Most banks and insurers will try to drive a digital agenda by breaking down data, system and process silos to deliver a consistent enterprise digital customer experience.

However, the architecture of most legacy systems and tools that collect, store and display data are not geared for the digital world.

Most systems are designed to provide highly efficient processes to support lines of business. So how do banks and insurers drive a digital agenda across those different silos?

Some will struggle repeatedly to drive a unified digital vision across lines of business, leveraging disparate systems and agendas, hoping to align cross-company stakeholders only to result in a web online strategy delivering limited customer value.

More mature players establish an office around a chief digital officer or customer officer to sit across the existing organisation, managing a technology platform which delivers a consistent digital experience without radically destabilising or complicating existing line of business responsibilities.

Digital requires a different operating model

Knowing your customer also means building the right teams and honing the right skills internally to engage with the data and deliver business insights.

Data scientists, line of business analysts and IT architects who understand the business and who can design systems that integrate data sources from across functions are instrumental in developing an effective digital strategy for banking and insurance brands.

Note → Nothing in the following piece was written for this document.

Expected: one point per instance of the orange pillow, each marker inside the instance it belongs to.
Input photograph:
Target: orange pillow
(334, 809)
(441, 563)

Important to the overall customer experience is the integration of all channels to the consumer, digitally online and physically in store, to deliver a consistent experience and meaningful customer engagement.

Ultimately, successful integration of these channels leads to omnichannel commerce – the seamless integration of systems that allows shoppers to browse, buy and take possession of goods more flexibly and conveniently, leading to more sales.

Today, digital has given the power back to the consumer. There has been a distinct shift in the way the banking and insurance sectors market and sell their products and this will continue, particularly as the millennial generation drive this change.

It’s all about what the consumer wants and the companies that make the right offer, to the right customer, through the right channel at the right time will succeed and increase their market share.

Michael Kong is the senior director for financial services at SAP Australia.